I have long observed this same phenomenon, which makes sense because it really does exist. In a very unscientific and cursory way, I decided that it is an artifact of the “city state” era of human development, and the impact it had on our biological and social evolution.

City states were hard and cruel and difficult. The people who lived that way faced death constantly, and the only reason that this way of life persisted for thousands of years is, all the alternatives were even worse until better ways of living became available.

Most city states had similar social structures. Ruling class. Scribe class. Priest class. Military class. (With many variations on a common theme.) This way of life, along with a very small population sample yielded an almost eugenic effect.

The scribes kept track of crops, yields, water, what was necessary to survive. They reported to the ruling class. The priests, after conferring with the ruling class, informed the populace at large how “god” wanted them to act and address the problem. The people then obediently complied with gods will —- and those who didn’t do so we’re unceremoniously (or ceremoniously) introduced to the military caste, with the end result being that these persons were removed from the gene pool, by death or banishment.
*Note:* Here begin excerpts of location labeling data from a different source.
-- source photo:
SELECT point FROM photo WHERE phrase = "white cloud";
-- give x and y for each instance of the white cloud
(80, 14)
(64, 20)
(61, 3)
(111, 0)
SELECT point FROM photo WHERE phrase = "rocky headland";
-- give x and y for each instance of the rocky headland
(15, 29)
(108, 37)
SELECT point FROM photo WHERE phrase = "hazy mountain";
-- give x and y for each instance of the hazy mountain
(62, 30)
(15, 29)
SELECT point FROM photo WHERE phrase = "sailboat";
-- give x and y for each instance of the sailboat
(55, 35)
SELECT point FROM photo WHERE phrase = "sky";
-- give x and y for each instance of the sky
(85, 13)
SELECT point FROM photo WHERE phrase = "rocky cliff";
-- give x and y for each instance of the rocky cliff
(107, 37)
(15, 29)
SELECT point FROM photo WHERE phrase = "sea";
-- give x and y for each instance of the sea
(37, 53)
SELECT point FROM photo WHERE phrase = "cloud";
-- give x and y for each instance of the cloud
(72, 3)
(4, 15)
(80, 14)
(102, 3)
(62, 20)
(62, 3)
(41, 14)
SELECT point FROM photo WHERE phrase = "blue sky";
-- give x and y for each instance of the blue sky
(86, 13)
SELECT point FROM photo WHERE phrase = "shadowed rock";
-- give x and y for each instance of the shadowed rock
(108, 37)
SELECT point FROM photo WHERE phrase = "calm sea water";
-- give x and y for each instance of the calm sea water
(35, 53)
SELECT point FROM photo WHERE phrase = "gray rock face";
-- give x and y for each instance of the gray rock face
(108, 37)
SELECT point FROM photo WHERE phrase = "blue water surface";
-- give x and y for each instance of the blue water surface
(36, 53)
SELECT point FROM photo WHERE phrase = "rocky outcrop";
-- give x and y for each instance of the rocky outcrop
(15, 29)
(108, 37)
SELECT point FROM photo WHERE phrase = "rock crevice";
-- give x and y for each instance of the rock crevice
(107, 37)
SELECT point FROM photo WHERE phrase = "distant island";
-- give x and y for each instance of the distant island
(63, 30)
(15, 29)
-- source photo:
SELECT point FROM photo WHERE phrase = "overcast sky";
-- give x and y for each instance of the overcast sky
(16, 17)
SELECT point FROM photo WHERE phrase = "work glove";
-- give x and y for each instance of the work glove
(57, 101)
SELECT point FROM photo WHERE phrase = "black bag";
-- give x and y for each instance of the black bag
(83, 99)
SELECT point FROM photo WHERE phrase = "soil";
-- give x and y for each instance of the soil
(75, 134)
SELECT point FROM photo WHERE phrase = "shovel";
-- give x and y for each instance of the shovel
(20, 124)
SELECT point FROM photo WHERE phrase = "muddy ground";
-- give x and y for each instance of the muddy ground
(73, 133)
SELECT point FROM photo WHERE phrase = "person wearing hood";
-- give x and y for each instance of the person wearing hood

Repeat this process for thousand of years, and you end up with a species descended from beings who are predisposed to submission to gods will — and who need that gods will in their life to feel fulfilled and happy. Those who did not have this disposition were bred out of the gene pool millennia ago.

Fast forward thousands of years, and enter the current cultural, largely secular, era where —at least to many people- God has been killed. (See Nietzsche). They have intellectually removed god from their identity and their value system… but they still have a god shaped hole in their brain, and a need to fill it. They fill it with various things. How fulfilled people are by what they fill this hole with (including if they fill it with the traditional god of their ancestors) is entirely dependent on their own unique combination of intellectual, emotional, environmental, and experiential traits.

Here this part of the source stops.